S'il faut écarter la thèse de la Commission, cela n'implique pas que tous les chiffres avancés par les requérantes pour le lucrum cessans doivent être retenus: il suffit pour s'en convaincre de rappeler qu'ils varient entre 9,66 DM et 77,40 DM. Sur quelle base faut-il se fonder? Puisque votre arrêt de 1965 décide qu'il n'y avait pas lieu au 1er octobre 1963 de prendre une mesure de sauvegarde, que les requérantes avaient donc droit à se voir accorder les licences sans prélèvement qu'elles
sollicitaient, il faut leur reconnaître le bénéfice qui aurait été normalement le leur en janvier 1964. Mais les prix de vente pratiqués à cette époque doivent être corrigés pour tenir compte de divers facteurs qui seraient intervenus si les licences avaient été effectivement accordées: pour les quantités qui n'avaient pas fait l'objet d'un contrat d'achat immédiat, les prix français auraient pu augmenter en raison de l'accroissement de la demande — les prix de vente en Allemagne auraient quelque
peu baissé. Quelle aurait été l'influence de ces divers facteurs, c'est ce dont discutent la défenderesse et certaines requérantes sans pouvoir se mettre d'accord. Il appartiendra à l'expert d'entendre les parties et de vous préciser le chiffre qui lui paraît devoir être retenu, compte tenu, dans chaque cas, des justifications apportées par les importateurs sur les diverses opérations qu'ils ont réalisées. Ce n'est qu'ensuite que vous pourrez fixer le montant de la réparation due à chacune des
requérantes et dont le principe nous paraît devoir être admis dès maintenant.

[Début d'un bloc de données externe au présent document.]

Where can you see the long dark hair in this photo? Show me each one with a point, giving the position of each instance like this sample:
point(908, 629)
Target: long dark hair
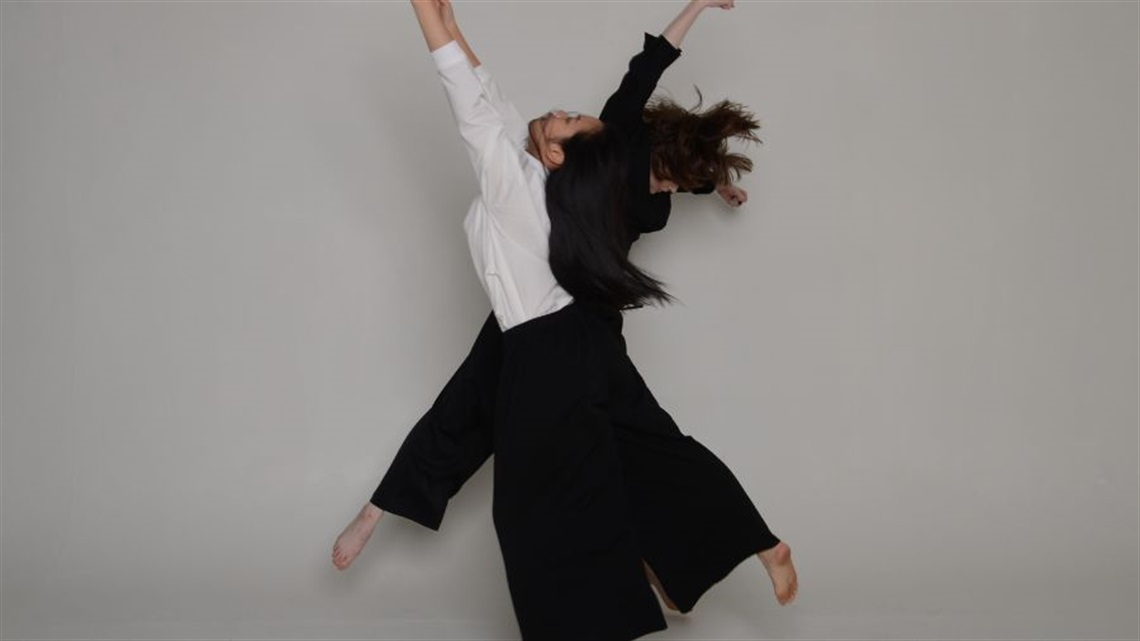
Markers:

Nous voudrions dire en terminant que nous ne partageons pas les craintes exprimées avec tant d'insistance par l'agent de la Commission quant aux conséquences néfastes qu'aurait pour le fonctionnement de celle-ci la reconnaissance de sa responsabilité. Nous ne pouvons pas croire qu'elle soit de nature à paralyser l'esprit d'initiative et de décision de ses agents. L'expérience des administrations nationales dans les pays où le droit reconnaît depuis longtemps la responsabilité de la puissance
publique ne justifie pas une pareille appréhension.
En définitive, nous concluons :
— à ce que soit reconnu le principe de la responsabilité de la C.E.E. envers les 14 requérantes du fait des conséquences dommageables de la décision de la Commission du 3 octobre 1963;
— à la nomination d'un expert chargé de préciser, dans les limites que nous avons indiquées plus haut, le montant des dommages-intérêts à leur allouer;
— à ce que les dépens soient supportés par la défenderesse.